One of the more noticeable symptoms of liver damage is a swollen abdomen. Portal hypertension is a rise in blood pressure within the portal venous system network that originates in the intestine, stomach, spleen, and pancreas. The accumulation of protein-filled fluid — ascites — causes abdominal swelling. Many conditions cause ascites, but the most common cause is cirrhosis of the liver, and the swelling can affect the legs and ankles, as well.
Pressure in the abdomen is often associated with liver damage and can become tender or painful. The pain, described as throbbing or stabbing, is usually located in the rib cage on the lower right side of the abdomen and is sometimes accompanied by swelling. The discomfort can come and go and doctors may prescribe pain medication prior to diagnosing liver damage. However, some prescription medications can exacerbate liver damage.
One of the most recognized symptoms of liver damage is a yellowing of the skin and eyes — jaundice or icterus. The discoloration develops when a bile pigment, bilirubin, builds up in the blood. Damage to the liver prevents it from expelling excess bilirubin from the body.
Liver damage can also cause severe itching or pruritus. Human skin dries out as we age and is sensitive to arid environments and excessive heat, rendering the skin irritated and often flaky. Symptoms and signs of pruritus may include redness, leathery or scaly patches, bumps, or cracked skin, depending upon the cause The build-up of bile products due to liver disease also causes intense itchiness. Skin may become lighter or darker in some areas, developing a spotty appearance, and veins may become visible through the skin as it loses tone and color. If itchy skin lasts more than two weeks, or if other symptoms accompany it, a doctor should be notified. Itching can begin early in the course of liver disease, even before other symptoms appear.
Another effect of bile buildup in the body is dark yellow or brown urine. Various conditions can lead to changes in urine color, but prolonged periods of abnormal urine should prompt medical attention. A variety of conditions can cause a change in urine color, including dietary changes, medications, urinary tract infection, kidney stones, kidney disease, and even dehydration. If it persists, it's important to find out why.
Changes in bowel movements related to liver damage include constipation, pale stool, and other changes to stool appearances such as blood in the stool and changes in thickness. Any time bowel movement changes cannot be traced to a short-term digestive issue or persist for more than a few days, it is best to see a doctor.
Due to the havoc that liver damage can wreak on the digestive symptom, a loss of appetite is a common symptom. When this symptom develops in people with other symptoms of liver damage, it can indicate the condition is progressing toward liver failure. As such, medical attention is vital.

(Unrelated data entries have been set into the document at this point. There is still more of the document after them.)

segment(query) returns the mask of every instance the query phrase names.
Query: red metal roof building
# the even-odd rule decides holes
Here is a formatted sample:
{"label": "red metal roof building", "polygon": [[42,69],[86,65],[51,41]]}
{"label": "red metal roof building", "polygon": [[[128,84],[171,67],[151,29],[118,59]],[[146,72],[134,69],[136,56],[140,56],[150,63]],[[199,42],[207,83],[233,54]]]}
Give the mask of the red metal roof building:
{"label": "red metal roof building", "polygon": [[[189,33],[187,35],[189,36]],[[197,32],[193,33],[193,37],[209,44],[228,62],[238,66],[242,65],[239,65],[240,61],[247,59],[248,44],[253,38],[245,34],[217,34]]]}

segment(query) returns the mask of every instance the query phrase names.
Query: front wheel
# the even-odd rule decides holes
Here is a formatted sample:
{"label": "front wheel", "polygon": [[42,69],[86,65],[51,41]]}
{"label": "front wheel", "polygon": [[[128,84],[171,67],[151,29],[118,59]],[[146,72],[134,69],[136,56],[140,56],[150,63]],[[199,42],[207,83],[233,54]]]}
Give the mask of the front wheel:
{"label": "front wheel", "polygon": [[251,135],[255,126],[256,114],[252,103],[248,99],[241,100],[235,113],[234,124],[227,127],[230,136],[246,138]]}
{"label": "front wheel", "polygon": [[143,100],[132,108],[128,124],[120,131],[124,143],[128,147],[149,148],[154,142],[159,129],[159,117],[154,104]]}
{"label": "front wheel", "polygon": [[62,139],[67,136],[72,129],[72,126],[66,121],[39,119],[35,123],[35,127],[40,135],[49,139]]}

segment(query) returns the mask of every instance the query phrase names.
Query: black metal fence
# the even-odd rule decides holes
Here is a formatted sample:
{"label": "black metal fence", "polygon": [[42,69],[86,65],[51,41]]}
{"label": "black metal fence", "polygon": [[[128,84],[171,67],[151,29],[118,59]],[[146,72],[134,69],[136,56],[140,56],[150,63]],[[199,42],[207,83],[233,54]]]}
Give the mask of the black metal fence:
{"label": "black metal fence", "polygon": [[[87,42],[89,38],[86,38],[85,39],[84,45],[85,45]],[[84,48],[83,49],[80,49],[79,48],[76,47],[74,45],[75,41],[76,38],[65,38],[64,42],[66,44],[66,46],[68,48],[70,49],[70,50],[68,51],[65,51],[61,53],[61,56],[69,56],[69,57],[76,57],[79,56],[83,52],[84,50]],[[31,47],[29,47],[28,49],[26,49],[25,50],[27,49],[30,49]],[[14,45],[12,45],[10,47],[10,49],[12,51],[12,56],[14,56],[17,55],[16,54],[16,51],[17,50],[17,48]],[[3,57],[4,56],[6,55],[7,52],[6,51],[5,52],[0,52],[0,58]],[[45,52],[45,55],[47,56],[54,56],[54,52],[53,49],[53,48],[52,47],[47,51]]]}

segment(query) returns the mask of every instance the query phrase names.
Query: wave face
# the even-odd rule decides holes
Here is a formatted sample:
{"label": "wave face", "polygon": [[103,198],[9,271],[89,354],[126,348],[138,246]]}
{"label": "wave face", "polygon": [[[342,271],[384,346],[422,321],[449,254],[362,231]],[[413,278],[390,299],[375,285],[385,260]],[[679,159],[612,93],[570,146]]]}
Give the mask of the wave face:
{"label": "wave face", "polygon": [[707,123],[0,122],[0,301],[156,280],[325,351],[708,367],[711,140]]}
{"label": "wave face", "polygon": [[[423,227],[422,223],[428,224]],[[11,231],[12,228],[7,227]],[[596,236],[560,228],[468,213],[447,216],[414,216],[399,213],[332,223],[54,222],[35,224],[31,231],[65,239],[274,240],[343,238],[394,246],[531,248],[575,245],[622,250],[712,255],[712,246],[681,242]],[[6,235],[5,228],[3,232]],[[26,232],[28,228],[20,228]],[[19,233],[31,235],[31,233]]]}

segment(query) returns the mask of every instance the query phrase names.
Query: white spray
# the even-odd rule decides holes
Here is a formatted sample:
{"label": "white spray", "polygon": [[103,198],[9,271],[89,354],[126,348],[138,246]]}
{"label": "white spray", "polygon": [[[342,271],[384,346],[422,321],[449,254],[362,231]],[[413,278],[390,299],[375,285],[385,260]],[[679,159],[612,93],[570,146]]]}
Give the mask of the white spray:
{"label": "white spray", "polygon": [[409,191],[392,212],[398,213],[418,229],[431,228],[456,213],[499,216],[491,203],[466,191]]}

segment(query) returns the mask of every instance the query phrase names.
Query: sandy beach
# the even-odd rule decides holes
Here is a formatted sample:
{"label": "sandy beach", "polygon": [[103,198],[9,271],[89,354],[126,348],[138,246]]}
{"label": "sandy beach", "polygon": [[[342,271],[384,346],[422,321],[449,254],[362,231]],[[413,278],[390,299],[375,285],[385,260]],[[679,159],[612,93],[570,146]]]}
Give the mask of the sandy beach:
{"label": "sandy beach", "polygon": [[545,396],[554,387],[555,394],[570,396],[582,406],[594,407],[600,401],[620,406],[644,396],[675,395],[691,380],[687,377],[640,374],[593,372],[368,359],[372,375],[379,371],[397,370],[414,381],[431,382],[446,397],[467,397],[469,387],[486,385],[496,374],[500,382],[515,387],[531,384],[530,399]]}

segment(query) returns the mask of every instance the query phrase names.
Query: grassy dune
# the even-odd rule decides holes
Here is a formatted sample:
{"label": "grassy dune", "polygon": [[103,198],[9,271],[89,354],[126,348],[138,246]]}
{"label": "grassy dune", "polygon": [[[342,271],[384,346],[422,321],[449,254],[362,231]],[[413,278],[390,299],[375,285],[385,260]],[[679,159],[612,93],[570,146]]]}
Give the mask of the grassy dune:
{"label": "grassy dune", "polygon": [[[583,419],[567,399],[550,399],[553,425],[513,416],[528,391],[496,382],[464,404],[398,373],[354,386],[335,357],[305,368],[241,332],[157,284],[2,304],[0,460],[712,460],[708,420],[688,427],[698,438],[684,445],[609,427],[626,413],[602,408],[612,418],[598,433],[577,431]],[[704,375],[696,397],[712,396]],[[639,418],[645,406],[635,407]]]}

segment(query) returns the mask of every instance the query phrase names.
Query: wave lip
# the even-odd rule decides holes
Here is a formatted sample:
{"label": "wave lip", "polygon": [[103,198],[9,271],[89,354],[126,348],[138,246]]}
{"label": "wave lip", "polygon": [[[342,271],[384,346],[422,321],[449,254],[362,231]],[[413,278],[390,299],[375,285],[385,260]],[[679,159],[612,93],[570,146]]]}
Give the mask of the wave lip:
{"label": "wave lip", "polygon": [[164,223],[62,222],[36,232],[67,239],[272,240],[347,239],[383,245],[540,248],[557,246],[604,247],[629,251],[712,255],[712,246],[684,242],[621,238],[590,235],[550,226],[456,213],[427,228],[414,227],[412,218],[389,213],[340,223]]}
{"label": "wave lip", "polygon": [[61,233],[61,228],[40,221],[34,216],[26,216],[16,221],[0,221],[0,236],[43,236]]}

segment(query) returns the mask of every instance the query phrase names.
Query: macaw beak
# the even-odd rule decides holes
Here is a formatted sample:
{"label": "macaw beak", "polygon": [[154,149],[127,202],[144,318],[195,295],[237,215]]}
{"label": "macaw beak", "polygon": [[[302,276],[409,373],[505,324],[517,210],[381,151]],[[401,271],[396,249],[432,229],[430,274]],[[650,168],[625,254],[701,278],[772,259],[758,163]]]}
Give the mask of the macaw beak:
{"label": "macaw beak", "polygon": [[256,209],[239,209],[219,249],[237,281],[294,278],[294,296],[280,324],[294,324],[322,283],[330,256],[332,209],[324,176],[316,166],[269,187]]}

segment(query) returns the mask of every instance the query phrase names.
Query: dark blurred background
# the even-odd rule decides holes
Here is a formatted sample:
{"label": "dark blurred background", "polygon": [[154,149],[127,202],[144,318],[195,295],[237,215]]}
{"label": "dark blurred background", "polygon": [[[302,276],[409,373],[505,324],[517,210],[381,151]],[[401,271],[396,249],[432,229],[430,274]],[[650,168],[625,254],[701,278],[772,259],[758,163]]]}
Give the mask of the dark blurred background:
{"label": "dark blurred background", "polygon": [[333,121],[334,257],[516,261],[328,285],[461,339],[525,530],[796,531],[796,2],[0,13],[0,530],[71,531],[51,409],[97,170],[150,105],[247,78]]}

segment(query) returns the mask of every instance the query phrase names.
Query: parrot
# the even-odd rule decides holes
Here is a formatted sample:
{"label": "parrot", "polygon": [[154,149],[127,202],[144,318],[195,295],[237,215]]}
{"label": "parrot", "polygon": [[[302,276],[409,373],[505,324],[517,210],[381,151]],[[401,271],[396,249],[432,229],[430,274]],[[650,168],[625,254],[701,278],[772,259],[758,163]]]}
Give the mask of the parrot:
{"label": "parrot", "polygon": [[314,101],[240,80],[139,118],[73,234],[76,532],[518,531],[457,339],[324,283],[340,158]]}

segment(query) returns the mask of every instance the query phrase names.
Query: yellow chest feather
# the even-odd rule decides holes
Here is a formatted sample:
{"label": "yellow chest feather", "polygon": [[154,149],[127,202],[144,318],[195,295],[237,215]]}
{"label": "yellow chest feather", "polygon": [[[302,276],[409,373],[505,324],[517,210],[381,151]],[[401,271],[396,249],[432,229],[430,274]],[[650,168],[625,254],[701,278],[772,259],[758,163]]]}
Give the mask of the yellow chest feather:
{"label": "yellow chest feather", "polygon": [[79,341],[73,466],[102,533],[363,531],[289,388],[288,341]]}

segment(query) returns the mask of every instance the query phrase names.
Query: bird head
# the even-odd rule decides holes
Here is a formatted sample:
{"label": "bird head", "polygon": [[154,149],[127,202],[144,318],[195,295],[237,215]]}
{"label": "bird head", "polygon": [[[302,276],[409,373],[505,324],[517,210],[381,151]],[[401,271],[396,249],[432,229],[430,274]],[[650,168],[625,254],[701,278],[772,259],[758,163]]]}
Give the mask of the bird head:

Nausea and vomiting are difficult symptoms for diagnosis, as that they can indicate many health issues from the stomach flu, to food poisoning, to liver damage. A range of digestive issues combined with other symptoms of liver damage, however, should encourage an individual to see a doctor. When the liver is extensively damaged, it can no longer rid the body of toxins, which can result in nausea.
Liver damage can also cause circulatory problems, usually resulting in fluid build-up in the legs, feet, and ankles. This can cause water retention and severe pain and swelling that can make walking difficult. People with liver damage may also experience puffiness in the eyelids, hands, and fingers. Lymphedema, swelling created by blocked lymphatic vessels leading to fluid in tissues, is another common symptom, though it is not exclusive to liver damage.
Unexplained and unintentional weight-loss is a tell-tale sign of illness. In the case of liver damage, symptoms such as lack of appetite can contribute to unexpected decreases in weight. Liver damage can also lead to weight gain, however. As the liver becomes more damaged and liver function starts to fail, fluid may build up in the abdominal cavity, a condition known as ascites. Fluid can also build up in the lower legs and ankles. This fluid retention can lead to fluid weight gain.